Now Moichi recalled in full Armazon’s words and wondered, Could he be right? Could the Senhora have been in league with Hellsturm against Milhos Seguillas? But for what reason? There was one possible answer: The Senhora had loved her husband but perhaps she loved her daughter more.
“Dihos, I was terrified! I knew from experience what Hellsturm was like and I knew that despite his prowess Milhos had little chance of surviving against him. So I pleaded with him. I cried, I screamed, I threatened. But it was no good. I am not Daluzan, you see. I am not of the blood. l had no clear idea, then, just how sacred was the Daluzan duel. Once the challenge had been given, there was no way to rescind it, even if Milhos had wanted to, which he certainly did not. There was no turning him away.” She stopped abruptly, as if she had come to the end of her tale.
“Go on,” he prompted.
“There is nothing much left to tell, really.

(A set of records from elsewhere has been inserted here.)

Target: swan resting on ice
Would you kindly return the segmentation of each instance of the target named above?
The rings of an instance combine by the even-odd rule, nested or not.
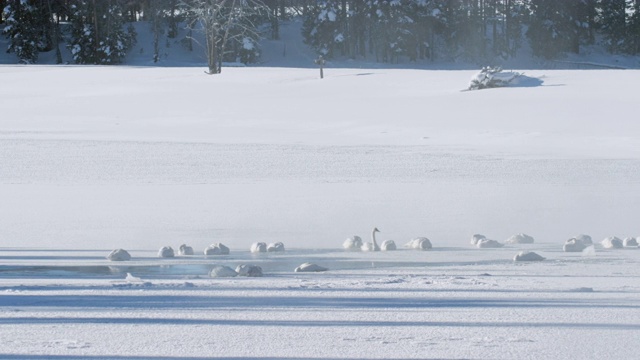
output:
[[[131,260],[131,255],[124,249],[115,249],[107,255],[107,259],[111,261],[127,261]]]
[[[175,255],[176,254],[171,246],[163,246],[160,248],[160,250],[158,250],[158,257],[161,258],[172,258]]]
[[[507,244],[533,244],[533,237],[527,234],[516,234],[505,241]]]
[[[187,244],[182,244],[178,248],[179,255],[193,255],[193,248]]]
[[[638,240],[633,237],[628,237],[623,240],[624,247],[638,247]]]
[[[238,276],[248,276],[248,277],[261,277],[262,276],[262,268],[257,265],[247,265],[242,264],[236,267],[236,272]]]
[[[426,237],[413,238],[404,246],[414,250],[430,250],[432,248],[431,241]]]
[[[513,261],[542,261],[544,259],[544,257],[528,251],[520,251],[513,257]]]
[[[263,242],[253,243],[250,250],[252,253],[267,252],[267,244]]]
[[[284,251],[284,244],[281,242],[271,243],[267,246],[267,252],[282,252]]]
[[[585,244],[582,240],[578,238],[571,238],[564,242],[562,246],[562,251],[564,252],[581,252],[582,250],[587,248],[587,244]]]
[[[222,243],[215,243],[204,249],[205,255],[229,255],[229,248]]]
[[[605,249],[622,249],[624,247],[622,240],[615,236],[609,236],[608,238],[605,238],[604,240],[602,240],[601,244]]]
[[[225,265],[216,265],[209,272],[209,276],[213,278],[217,277],[236,277],[238,273],[232,268]]]
[[[353,235],[342,243],[342,247],[347,250],[360,250],[362,247],[362,238],[358,235]]]
[[[329,270],[328,268],[324,267],[324,266],[320,266],[320,265],[316,265],[316,264],[312,264],[312,263],[304,263],[300,266],[298,266],[297,268],[295,268],[295,272],[321,272],[321,271],[327,271]]]

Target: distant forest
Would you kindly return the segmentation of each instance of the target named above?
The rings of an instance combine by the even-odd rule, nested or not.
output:
[[[261,37],[302,17],[307,45],[325,58],[401,63],[509,59],[527,45],[554,59],[601,45],[640,52],[640,0],[0,0],[8,52],[24,63],[66,46],[78,64],[118,64],[136,41],[132,23],[154,35],[206,40],[209,68],[252,63]],[[186,31],[184,31],[186,30]],[[185,35],[186,34],[186,35]]]

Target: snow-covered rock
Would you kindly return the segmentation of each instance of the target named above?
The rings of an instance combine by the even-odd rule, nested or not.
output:
[[[316,265],[316,264],[312,264],[312,263],[304,263],[300,266],[298,266],[297,268],[295,268],[295,272],[321,272],[321,271],[327,271],[329,270],[328,268],[324,267],[324,266],[320,266],[320,265]]]
[[[263,243],[263,242],[257,242],[257,243],[253,243],[251,245],[251,252],[252,253],[263,253],[263,252],[267,252],[267,244]]]
[[[176,254],[171,246],[163,246],[160,248],[160,250],[158,250],[158,257],[161,258],[172,258],[175,255]]]
[[[571,238],[564,242],[562,250],[564,252],[581,252],[582,250],[586,249],[587,246],[588,245],[582,242],[582,240]]]
[[[385,240],[380,244],[380,250],[382,251],[393,251],[397,249],[396,242],[393,240]]]
[[[605,249],[622,249],[624,247],[622,240],[615,236],[609,236],[608,238],[605,238],[604,240],[602,240],[601,244]]]
[[[236,277],[238,273],[232,268],[225,265],[216,265],[209,272],[209,276],[216,277]]]
[[[284,251],[284,244],[281,242],[271,243],[267,246],[267,252],[281,252]]]
[[[533,244],[533,237],[527,234],[516,234],[505,241],[507,244]]]
[[[404,246],[414,250],[430,250],[432,248],[431,241],[426,237],[413,238]]]
[[[492,239],[480,239],[476,243],[476,246],[480,249],[501,248],[504,245],[497,240]]]
[[[624,247],[638,247],[638,240],[633,237],[628,237],[623,240]]]
[[[257,265],[242,264],[236,267],[238,276],[261,277],[262,268]]]
[[[180,245],[180,248],[178,248],[178,254],[180,255],[193,255],[193,248],[191,246],[188,246],[187,244],[182,244]]]
[[[513,261],[542,261],[545,258],[529,251],[520,251],[513,257]]]
[[[107,259],[111,261],[127,261],[131,260],[131,255],[124,249],[115,249],[109,255],[107,255]]]
[[[205,255],[229,255],[229,248],[222,243],[215,243],[204,249]]]
[[[342,243],[342,247],[347,250],[360,250],[362,247],[362,238],[358,235],[353,235]]]
[[[582,241],[582,243],[585,244],[585,245],[592,245],[593,244],[593,240],[591,239],[591,236],[585,235],[585,234],[580,234],[580,235],[576,236],[576,240]]]
[[[478,241],[486,239],[487,237],[482,234],[473,234],[471,237],[471,245],[478,245]]]

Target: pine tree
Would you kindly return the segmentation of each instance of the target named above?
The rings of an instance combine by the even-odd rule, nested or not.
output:
[[[49,23],[42,15],[42,9],[28,0],[10,0],[3,9],[6,20],[2,34],[9,39],[7,52],[15,53],[23,63],[35,63],[40,49],[46,47],[43,33]]]
[[[135,43],[132,27],[125,30],[123,10],[116,0],[79,0],[72,5],[70,49],[78,64],[118,64]]]

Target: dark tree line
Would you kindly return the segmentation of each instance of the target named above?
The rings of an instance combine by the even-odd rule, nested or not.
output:
[[[199,31],[217,73],[222,61],[257,61],[260,34],[278,39],[280,22],[299,15],[325,58],[484,62],[525,42],[542,58],[595,43],[640,53],[640,0],[0,0],[0,9],[7,51],[26,63],[51,50],[61,62],[63,36],[76,63],[120,63],[136,41],[131,24],[145,21],[155,61],[162,38],[193,50]]]
[[[325,57],[464,59],[579,53],[598,39],[640,52],[640,0],[328,0],[305,9],[303,35]]]

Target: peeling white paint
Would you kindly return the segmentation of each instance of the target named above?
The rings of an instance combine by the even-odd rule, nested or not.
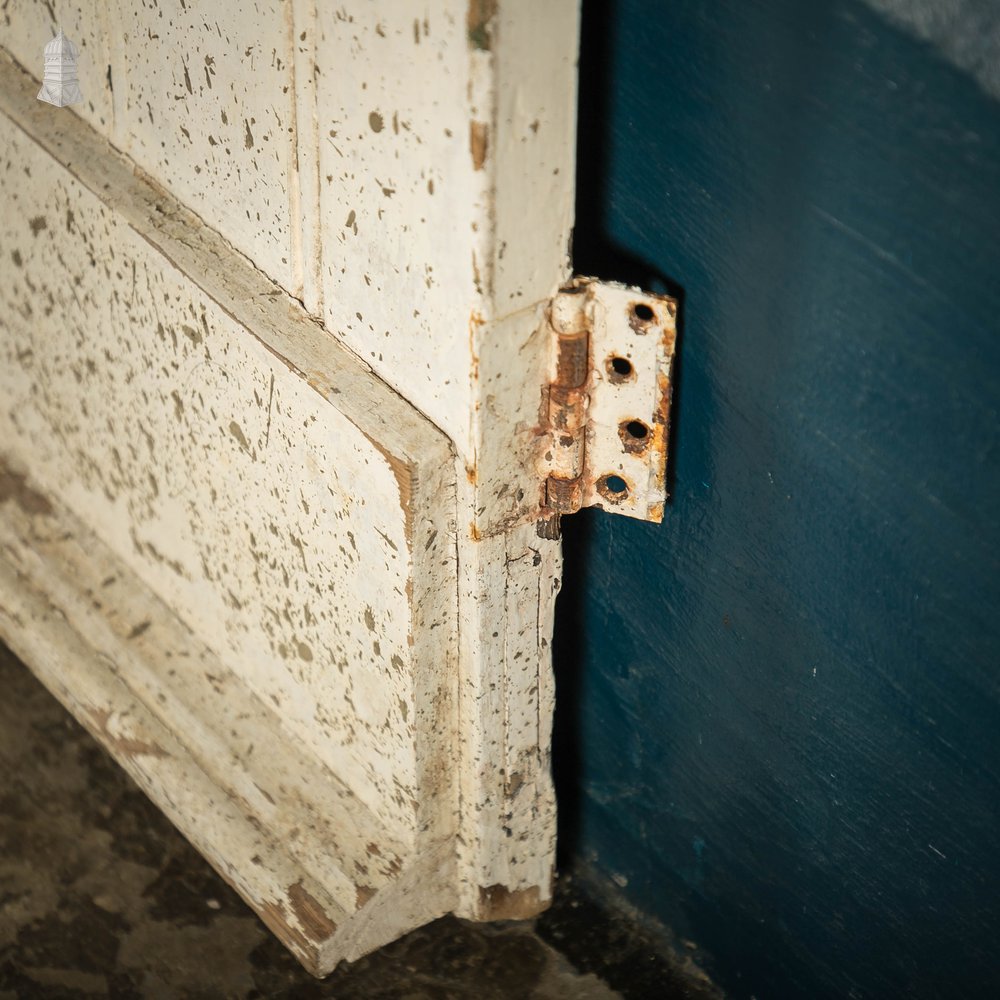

Milhos met Hellsturm and died.”
There was silence for a time and he listened to the quietude of the night interrupted, only briefly, by a soft clatter of wings. He wondered if a storm was on the way. Inside this room, he had no way of telling if the wind had shifted.
“I had heard about the duel before, I must confess.”
Her hand moved back and forth over the turned-back coverlet, smoothing nonexistent wrinkles.
“Aboard the lorcha,” he continued, trying to get her attention. “But then it had a somewhat different ending.”
“Oh?” She did not even turn around.
“It was said that the duel had not been fair.”
She laughed without humor. “Would that it were so, Moichi. For then Hellsturm would be fair game for me to hunt down and kill. I hate him with all my heart and soul.”
“But he’s taken your daughter.”
“She went with him willingly.”
“Then tell me why, when I met her, she was terrified of him. ‘He has pursued me for ten thousand kilometers,’ she said to me.”
“People change. Perhaps she has grown up. She knows now just how evil people can be.”
He felt the need to return to the other question. “There was talk of you poisoning your husband in order to let Hellsturm win the duel.”
Her head turned. “What? Who told you such a lie?”
“Armazon.”
“Ah. I might have known.”
“It makes no sense.”
“Oh, yes, Moichi. It makes perfect sense.”
“Because he was devoted to the Senhor?”
She nodded. “Yes. And hopelessly in love with me.”
Chameleon. That was the basis of it.
The Bujun were masters at observing nature and learning from it. The chameleon was a harmless creature. It was nonaggressive and it could be outrun by many predators. What nature had given it was the remarkable ability of camouflage so that it could blend in with any surrounding.